Electronic structure of Fe₂O₃ above 700 GPa

Characterizing chemical bonding and the behavior of valence electrons in solids has historically been difficult at high-energy-density (HED) conditions. X-ray absorption fine structure (XAFS) spectroscopy was performed on Fe₂O₃ (hematite) to determine the interactions between the valence electrons of iron and oxygen under compression. At the OMEGA-60 Laser Facility, Fe₂O₃ was ramp compressed to above 700 GPa and probed with an implosion x-ray source. A new x-ray spectrometer with improved spectral resolution and energy calibration measured the absorption spectrum, allowing x-ray absorption near edge spectroscopy (XANES) features of Fe₂O₃ to be measured at these extreme conditions.
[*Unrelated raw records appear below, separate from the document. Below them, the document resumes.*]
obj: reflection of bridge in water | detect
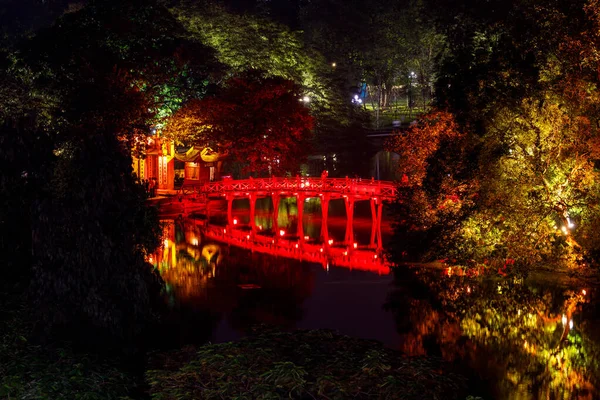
[173,177,396,274]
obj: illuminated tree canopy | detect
[164,74,313,175]
[389,1,600,269]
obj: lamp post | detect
[406,71,417,109]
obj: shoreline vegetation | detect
[0,288,466,400]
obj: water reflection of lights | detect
[399,274,600,400]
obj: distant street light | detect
[406,71,417,109]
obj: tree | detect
[165,74,312,175]
[0,0,223,347]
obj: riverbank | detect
[147,328,466,400]
[0,316,465,400]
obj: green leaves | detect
[147,331,461,400]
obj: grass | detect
[147,330,464,400]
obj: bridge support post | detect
[248,193,256,233]
[321,193,329,244]
[225,195,234,228]
[296,194,304,242]
[271,194,280,237]
[370,197,383,250]
[344,196,354,246]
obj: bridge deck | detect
[182,177,396,201]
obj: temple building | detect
[133,137,226,191]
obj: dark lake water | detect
[151,203,600,399]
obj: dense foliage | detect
[386,268,600,398]
[389,1,600,270]
[147,331,463,400]
[164,73,313,176]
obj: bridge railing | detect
[190,177,397,200]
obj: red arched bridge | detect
[180,177,397,250]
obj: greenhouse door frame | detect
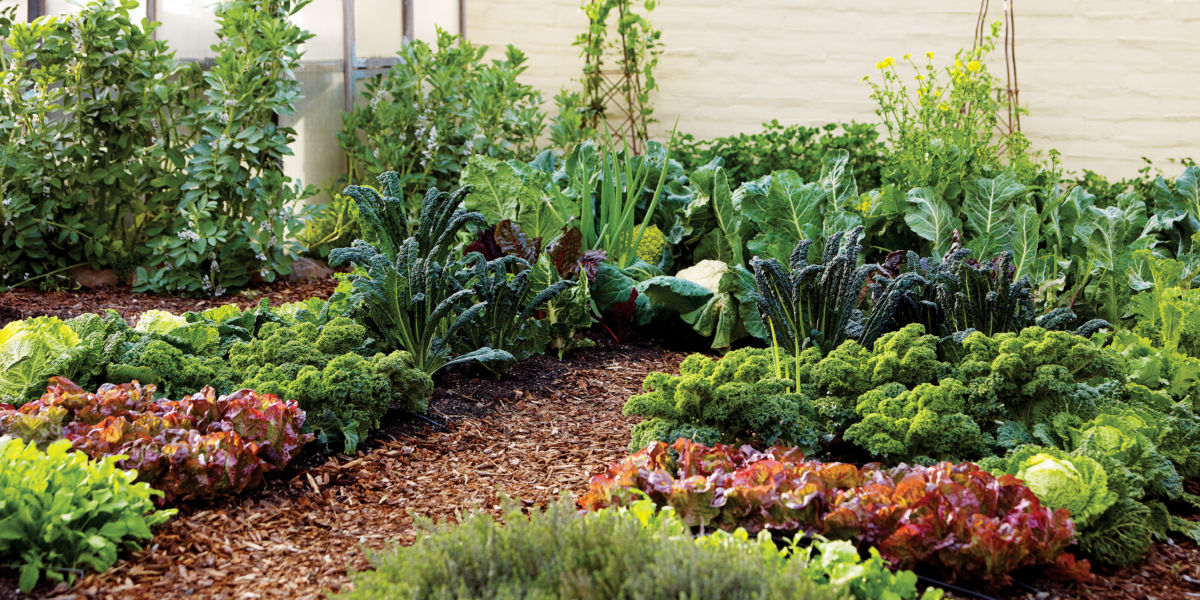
[342,0,414,113]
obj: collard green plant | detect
[337,29,545,210]
[330,173,514,376]
[0,436,175,593]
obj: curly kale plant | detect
[229,317,433,454]
[330,173,514,376]
[859,242,1110,344]
[623,348,818,450]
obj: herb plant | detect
[0,436,175,593]
[338,500,941,600]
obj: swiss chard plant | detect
[330,173,514,376]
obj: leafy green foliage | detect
[338,500,941,600]
[0,313,127,406]
[580,439,1088,587]
[750,227,877,356]
[0,436,175,593]
[566,0,662,151]
[0,377,312,502]
[985,445,1118,532]
[134,0,313,295]
[458,252,574,368]
[866,23,1037,204]
[0,0,311,295]
[330,173,514,376]
[676,120,886,188]
[229,317,433,454]
[846,379,991,462]
[674,260,767,349]
[0,0,199,287]
[623,348,820,450]
[337,29,545,208]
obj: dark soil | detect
[0,277,337,326]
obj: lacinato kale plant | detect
[330,173,514,376]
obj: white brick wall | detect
[465,0,1200,176]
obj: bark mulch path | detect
[0,346,684,600]
[0,277,337,326]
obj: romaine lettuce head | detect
[0,317,79,406]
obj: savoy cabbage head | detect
[989,445,1118,530]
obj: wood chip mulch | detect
[0,277,337,326]
[0,346,685,600]
[0,280,1200,600]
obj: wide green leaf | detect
[738,170,827,262]
[820,149,858,210]
[462,155,547,226]
[904,187,961,256]
[964,170,1025,258]
[1012,204,1042,278]
[713,168,745,265]
[635,275,713,313]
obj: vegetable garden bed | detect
[0,288,1200,600]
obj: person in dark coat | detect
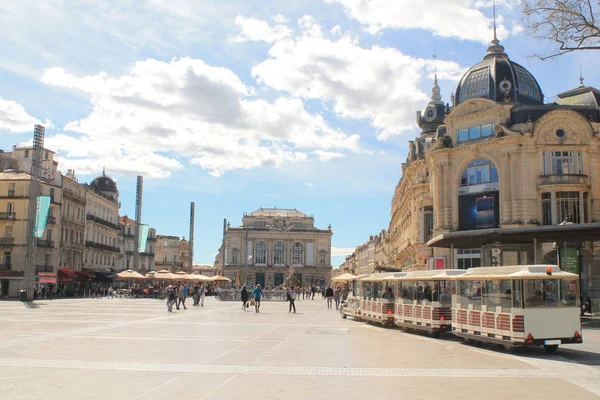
[242,286,250,311]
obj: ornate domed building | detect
[382,30,600,296]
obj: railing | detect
[0,212,17,220]
[38,239,54,249]
[85,240,121,253]
[0,237,15,245]
[219,289,287,301]
[538,174,588,185]
[35,265,54,272]
[87,214,121,231]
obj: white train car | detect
[452,265,583,352]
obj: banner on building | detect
[559,247,579,274]
[138,224,150,253]
[33,196,50,238]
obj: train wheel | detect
[544,344,558,353]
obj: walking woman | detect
[242,286,250,311]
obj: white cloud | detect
[314,150,346,161]
[331,246,354,257]
[41,58,359,177]
[252,23,464,140]
[325,0,518,43]
[233,15,292,43]
[0,97,52,133]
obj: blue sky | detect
[0,0,600,267]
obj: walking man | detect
[252,283,263,313]
[288,286,298,314]
[200,284,206,307]
[325,286,333,309]
[333,286,342,310]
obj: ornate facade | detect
[215,208,333,287]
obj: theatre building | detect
[404,35,600,296]
[215,208,333,287]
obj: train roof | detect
[453,264,579,280]
[359,272,407,282]
[387,269,467,281]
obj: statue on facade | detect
[283,265,300,288]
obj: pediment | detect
[447,98,498,118]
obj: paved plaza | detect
[0,298,600,400]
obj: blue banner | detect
[138,225,150,253]
[33,196,50,238]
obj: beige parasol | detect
[154,269,175,280]
[116,269,146,279]
[331,273,357,282]
[210,275,231,282]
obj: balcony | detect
[538,174,589,186]
[0,212,17,220]
[0,237,15,246]
[38,239,54,249]
[85,240,121,253]
[63,189,85,204]
[35,265,54,273]
[87,214,121,231]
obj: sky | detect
[0,0,600,267]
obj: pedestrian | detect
[167,285,177,312]
[177,284,187,310]
[287,286,298,314]
[252,283,263,313]
[333,286,342,310]
[192,283,200,307]
[324,285,333,309]
[242,286,250,311]
[200,284,206,307]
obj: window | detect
[292,242,304,264]
[273,242,285,265]
[456,249,481,269]
[556,192,581,224]
[423,206,433,242]
[273,272,283,286]
[458,67,490,102]
[254,241,267,264]
[460,158,498,186]
[543,151,583,175]
[456,123,494,142]
[542,193,552,225]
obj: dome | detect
[454,37,544,105]
[90,171,119,194]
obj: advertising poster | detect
[33,196,50,238]
[458,191,500,230]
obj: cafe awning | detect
[427,222,600,249]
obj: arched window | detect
[460,158,498,186]
[254,242,267,264]
[292,242,304,264]
[273,242,285,265]
[231,247,240,264]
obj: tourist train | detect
[340,265,583,352]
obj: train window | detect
[523,279,577,308]
[402,281,416,304]
[482,280,512,312]
[460,281,481,310]
[512,281,523,308]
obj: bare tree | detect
[521,0,600,60]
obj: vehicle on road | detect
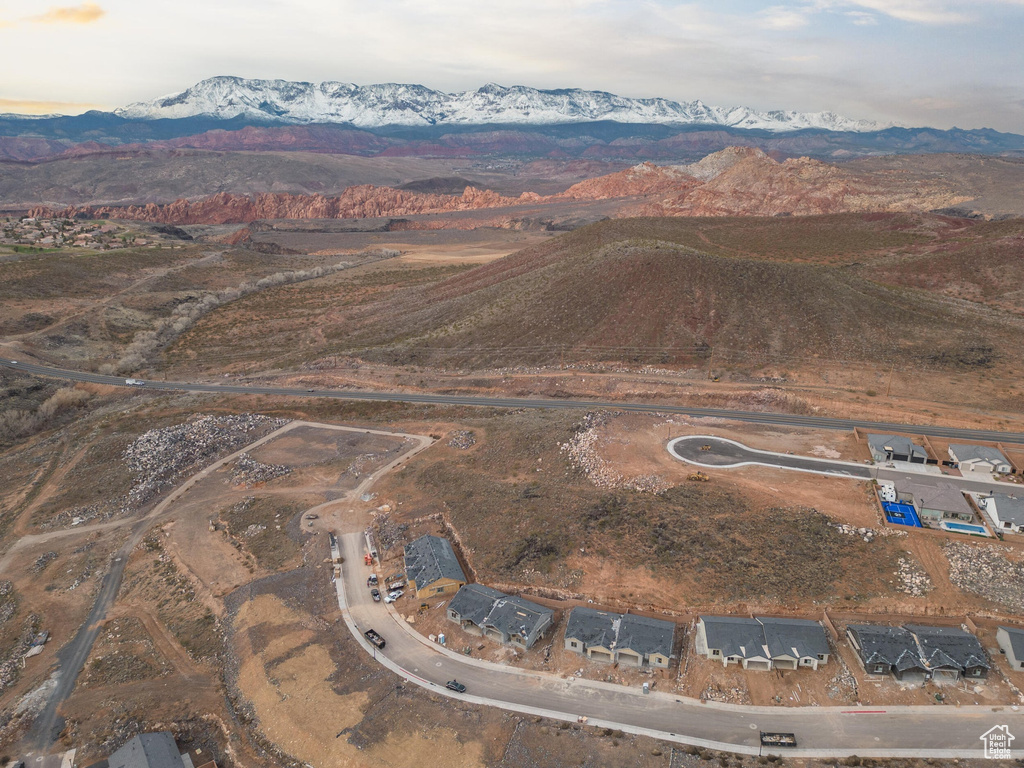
[761,731,797,746]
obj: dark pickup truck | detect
[362,630,386,648]
[761,731,797,746]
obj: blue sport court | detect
[882,502,924,528]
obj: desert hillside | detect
[172,216,1021,368]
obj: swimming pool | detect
[882,502,922,528]
[939,520,988,536]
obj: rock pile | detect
[0,618,40,691]
[896,557,932,597]
[32,552,57,573]
[124,414,288,510]
[449,429,476,451]
[231,454,292,488]
[558,413,671,494]
[0,580,17,627]
[944,542,1024,613]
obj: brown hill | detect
[311,219,1022,368]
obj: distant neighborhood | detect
[0,216,144,251]
[391,535,1024,700]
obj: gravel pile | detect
[0,613,40,691]
[231,454,292,488]
[896,557,932,597]
[32,552,57,573]
[836,522,879,542]
[0,580,17,627]
[944,542,1024,612]
[124,414,288,509]
[558,414,672,494]
[449,429,476,451]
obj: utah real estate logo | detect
[979,725,1014,760]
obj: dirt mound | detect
[325,219,1020,367]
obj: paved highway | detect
[6,358,1024,444]
[337,534,1024,758]
[668,435,1021,494]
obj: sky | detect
[0,0,1024,133]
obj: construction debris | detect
[558,413,671,494]
[449,429,476,451]
[896,557,932,597]
[124,414,288,509]
[231,454,292,488]
[943,542,1024,613]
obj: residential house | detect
[565,607,676,669]
[896,480,974,522]
[995,627,1024,670]
[867,434,928,464]
[447,584,555,648]
[846,624,928,681]
[758,617,830,670]
[106,731,191,768]
[904,624,989,682]
[949,443,1014,475]
[978,494,1024,534]
[695,616,830,671]
[694,616,771,671]
[406,536,466,598]
[615,613,676,669]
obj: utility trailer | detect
[761,731,797,746]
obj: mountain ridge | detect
[108,76,889,133]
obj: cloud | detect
[26,3,106,24]
[845,10,879,27]
[758,5,810,31]
[0,98,104,115]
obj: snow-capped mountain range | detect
[115,77,888,132]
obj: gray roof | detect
[108,731,184,768]
[615,613,676,658]
[999,625,1024,662]
[700,616,770,658]
[758,617,829,658]
[896,480,974,515]
[990,494,1024,525]
[565,607,622,648]
[949,442,1010,464]
[905,624,989,670]
[449,584,555,637]
[449,584,506,627]
[565,607,676,657]
[406,536,466,590]
[847,624,925,672]
[867,434,928,459]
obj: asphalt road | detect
[0,358,1024,443]
[669,435,874,480]
[338,534,1024,757]
[668,435,1020,494]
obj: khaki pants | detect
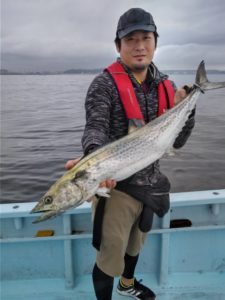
[92,190,147,277]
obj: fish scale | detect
[31,61,225,223]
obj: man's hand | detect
[99,179,116,189]
[65,158,116,189]
[174,85,192,105]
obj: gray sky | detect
[1,0,225,71]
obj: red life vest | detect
[106,62,174,121]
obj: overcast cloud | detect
[1,0,225,71]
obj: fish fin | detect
[96,187,110,198]
[194,60,225,91]
[128,119,145,134]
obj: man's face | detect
[117,31,155,72]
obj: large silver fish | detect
[31,61,225,223]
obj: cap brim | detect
[117,24,156,39]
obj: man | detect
[66,8,194,300]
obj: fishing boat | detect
[0,189,225,300]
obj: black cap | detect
[116,8,157,39]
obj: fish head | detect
[31,177,85,223]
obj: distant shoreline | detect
[0,68,225,75]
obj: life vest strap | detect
[105,62,175,123]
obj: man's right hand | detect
[65,158,116,189]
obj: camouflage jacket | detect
[82,59,194,186]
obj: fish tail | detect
[195,60,225,92]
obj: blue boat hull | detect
[1,190,225,300]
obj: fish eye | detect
[44,196,53,204]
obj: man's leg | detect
[120,253,139,286]
[92,264,114,300]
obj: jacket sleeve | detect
[81,73,111,155]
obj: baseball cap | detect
[116,8,157,39]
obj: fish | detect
[31,61,225,223]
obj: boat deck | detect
[0,190,225,300]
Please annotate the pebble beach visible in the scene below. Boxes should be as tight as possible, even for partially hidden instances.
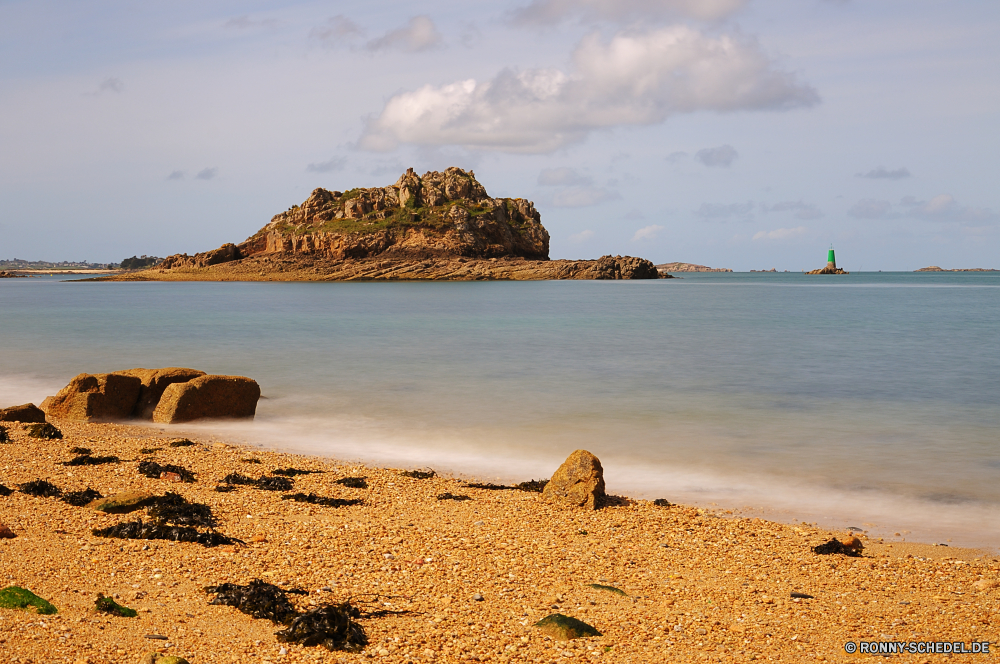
[0,421,1000,664]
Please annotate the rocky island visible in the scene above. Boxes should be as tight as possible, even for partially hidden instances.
[102,167,663,281]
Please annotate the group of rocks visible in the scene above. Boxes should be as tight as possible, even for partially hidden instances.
[0,367,260,424]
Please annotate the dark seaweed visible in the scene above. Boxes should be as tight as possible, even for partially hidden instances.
[281,493,364,507]
[62,486,104,507]
[514,480,549,493]
[94,594,139,618]
[275,602,368,652]
[93,519,246,547]
[19,480,62,498]
[399,470,437,480]
[813,537,861,558]
[271,468,326,477]
[139,461,194,482]
[28,422,62,440]
[438,491,472,500]
[59,454,121,466]
[146,491,219,528]
[253,477,292,491]
[222,473,257,485]
[205,579,308,625]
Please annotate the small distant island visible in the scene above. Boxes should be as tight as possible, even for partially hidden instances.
[914,265,997,272]
[98,167,670,281]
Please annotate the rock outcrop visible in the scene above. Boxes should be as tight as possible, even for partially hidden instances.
[542,450,605,509]
[117,366,206,420]
[164,167,549,270]
[153,375,260,424]
[42,373,142,422]
[0,403,45,424]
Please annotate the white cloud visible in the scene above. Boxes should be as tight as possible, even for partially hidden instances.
[309,14,365,47]
[632,224,663,242]
[753,226,808,240]
[760,201,823,221]
[365,16,444,53]
[306,157,347,173]
[538,166,592,187]
[694,145,740,168]
[511,0,746,25]
[359,26,819,153]
[694,201,754,221]
[847,198,895,219]
[854,166,910,180]
[552,187,621,207]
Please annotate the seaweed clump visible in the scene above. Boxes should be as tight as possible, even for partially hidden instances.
[205,579,308,625]
[275,602,368,652]
[59,452,121,466]
[0,586,59,616]
[62,486,104,507]
[139,461,194,483]
[19,480,62,498]
[438,491,472,500]
[28,422,62,440]
[93,519,246,547]
[399,469,437,480]
[281,493,364,507]
[94,594,139,618]
[146,491,219,528]
[271,468,324,477]
[813,537,861,558]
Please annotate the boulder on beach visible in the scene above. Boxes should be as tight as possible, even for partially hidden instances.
[42,373,142,422]
[542,450,605,509]
[153,376,260,424]
[0,403,45,424]
[115,367,205,420]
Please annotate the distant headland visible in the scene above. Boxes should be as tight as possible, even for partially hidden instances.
[100,167,670,281]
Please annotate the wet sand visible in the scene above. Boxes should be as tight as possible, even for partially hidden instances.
[0,422,1000,664]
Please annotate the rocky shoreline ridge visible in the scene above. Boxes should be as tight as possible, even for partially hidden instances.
[0,420,1000,664]
[98,167,664,281]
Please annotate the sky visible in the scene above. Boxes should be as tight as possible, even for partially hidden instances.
[0,0,1000,271]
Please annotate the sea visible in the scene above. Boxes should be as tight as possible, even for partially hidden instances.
[0,272,1000,550]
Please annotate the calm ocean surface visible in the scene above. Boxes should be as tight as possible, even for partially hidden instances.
[0,273,1000,547]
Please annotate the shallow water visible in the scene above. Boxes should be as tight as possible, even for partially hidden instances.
[0,273,1000,546]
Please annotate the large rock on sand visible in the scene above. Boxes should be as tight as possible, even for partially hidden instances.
[0,403,45,424]
[115,367,205,420]
[42,373,142,422]
[153,376,260,424]
[542,450,605,509]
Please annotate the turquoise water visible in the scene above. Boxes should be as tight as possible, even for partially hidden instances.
[0,273,1000,546]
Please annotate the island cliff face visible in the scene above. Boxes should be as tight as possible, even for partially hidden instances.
[123,167,661,281]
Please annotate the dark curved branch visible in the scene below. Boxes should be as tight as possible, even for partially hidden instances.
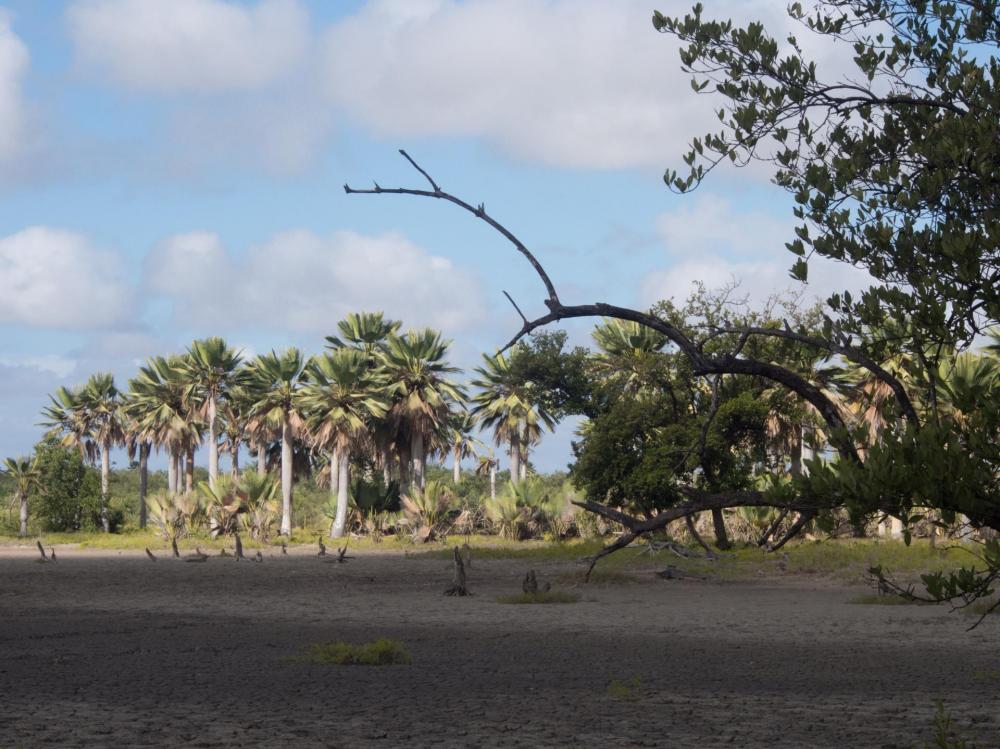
[344,151,861,464]
[719,327,920,429]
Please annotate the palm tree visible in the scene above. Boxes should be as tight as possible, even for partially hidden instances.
[297,348,388,538]
[184,338,242,488]
[447,411,482,484]
[3,458,42,536]
[126,355,195,494]
[472,354,555,484]
[326,312,402,358]
[591,319,667,396]
[247,348,306,536]
[46,372,125,533]
[379,328,465,488]
[476,448,497,500]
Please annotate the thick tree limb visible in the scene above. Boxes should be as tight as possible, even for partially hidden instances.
[344,150,861,464]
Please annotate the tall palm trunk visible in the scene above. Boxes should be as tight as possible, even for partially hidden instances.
[208,395,219,489]
[257,443,267,476]
[281,414,292,536]
[101,442,111,533]
[18,492,28,536]
[330,449,340,538]
[139,442,149,528]
[333,449,351,538]
[167,447,177,494]
[410,431,426,489]
[510,437,521,486]
[184,445,194,493]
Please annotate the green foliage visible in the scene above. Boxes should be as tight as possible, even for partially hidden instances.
[608,676,642,702]
[30,441,101,531]
[924,700,972,749]
[289,637,413,666]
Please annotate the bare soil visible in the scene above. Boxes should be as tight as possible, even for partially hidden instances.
[0,547,1000,748]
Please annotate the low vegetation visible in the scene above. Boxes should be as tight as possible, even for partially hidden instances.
[286,637,413,666]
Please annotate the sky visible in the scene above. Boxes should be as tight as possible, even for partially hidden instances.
[0,0,867,470]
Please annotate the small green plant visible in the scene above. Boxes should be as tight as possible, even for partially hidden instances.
[608,676,642,702]
[847,593,922,606]
[497,590,580,604]
[286,637,413,666]
[924,700,973,749]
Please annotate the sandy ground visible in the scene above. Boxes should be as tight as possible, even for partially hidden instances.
[0,548,1000,748]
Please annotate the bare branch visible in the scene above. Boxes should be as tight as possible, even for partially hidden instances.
[399,148,441,192]
[503,291,531,325]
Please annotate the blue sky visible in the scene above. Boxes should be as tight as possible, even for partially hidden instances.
[0,0,876,469]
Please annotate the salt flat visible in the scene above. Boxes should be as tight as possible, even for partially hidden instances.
[0,547,1000,748]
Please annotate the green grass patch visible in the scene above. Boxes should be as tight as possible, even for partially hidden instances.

Fe₂O₃ undergoes a structural and insulator-to-metal transition when compressed to above 150 GPa, resulting in a negative shift in the K-edge absorption energy of 3 eV. When further compressed to above 700 GPa, the K-edge shifted to higher energy with increasing density. Analysis of the XANES spectrum revealed the iron 3d electron orbitals, which are bonded to the oxygen 2p electron orbitals, spread in energy as the oxygen atoms were compressed closer to the absorbing iron atom. The persistence of this 1s to 3d transition peak is an indication that iron remains bonded to oxygen above 700 GPa demonstrating the ability for iron to capture oxygen deep into the cores of super-Earth planets. In this talk, these techniques for characterizing chemistry at HED conditions will be presented and discussed as well as how to extend these techniques to characterize other complex changes in electron structure at extreme conditions.